I heard that there is no bid-ask spread in futures markets. Could anyone explain why there would be no difference between the selling and buying price of a futures contract?
Thanks in advance!
I heard that there is no bid-ask spread in futures markets. Could anyone explain why there would be no difference between the selling and buying price of a futures contract?
Thanks in advance!
There is usually always at least 1-tick spread. I used to trade Bund and Treasury futures: For example there could be 500 bids for Bund futures at price 173.11, 800 at price 173.10, whilst there are 250 offers at 173.11 and 700 at 173.12. The 250 buy and sell orders at 173.11 clear immediately, then there would be 250 bids left (out of the original 500) at 173.11 and there would 700 offers at 173.12. If you wanted to buy, you'd have to pay 173.12, if you wanted to sell, you'd have to sell at 173.11.
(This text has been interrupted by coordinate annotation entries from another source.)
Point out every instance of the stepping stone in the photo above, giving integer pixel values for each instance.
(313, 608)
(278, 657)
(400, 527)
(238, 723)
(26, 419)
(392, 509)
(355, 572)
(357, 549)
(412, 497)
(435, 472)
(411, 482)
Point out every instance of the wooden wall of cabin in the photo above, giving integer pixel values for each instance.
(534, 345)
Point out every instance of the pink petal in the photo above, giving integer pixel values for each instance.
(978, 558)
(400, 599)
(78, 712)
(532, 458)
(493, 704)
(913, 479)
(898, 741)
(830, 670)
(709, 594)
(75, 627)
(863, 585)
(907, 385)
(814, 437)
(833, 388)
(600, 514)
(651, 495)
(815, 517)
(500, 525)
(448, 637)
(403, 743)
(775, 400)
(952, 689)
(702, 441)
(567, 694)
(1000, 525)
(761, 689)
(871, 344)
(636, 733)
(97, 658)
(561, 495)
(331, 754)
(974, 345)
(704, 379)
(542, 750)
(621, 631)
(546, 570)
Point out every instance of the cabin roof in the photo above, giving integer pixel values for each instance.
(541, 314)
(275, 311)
In market distress, the bid-offer spread can easily widen to 5 ticks. During market data releases, algos take over and the price changes so quickly that a human trader has no chance to execute effectively. Also, for Bund futures, the bid-offer spread widens in the last hour of trading (9pm to 10pm european time). Additionally, the Bund and Treasury futures contracts expire in March, June, Sep, Dec each year: the last couple of days before expiry, the bid-offer spread can also widen.
This is incorrect. There is always a bid/ask spread in futures markets. Futures are different from equities in that there is only one market that can trade them. That guarantees that there is one central location with one book that is always unlocked (and uncrossed).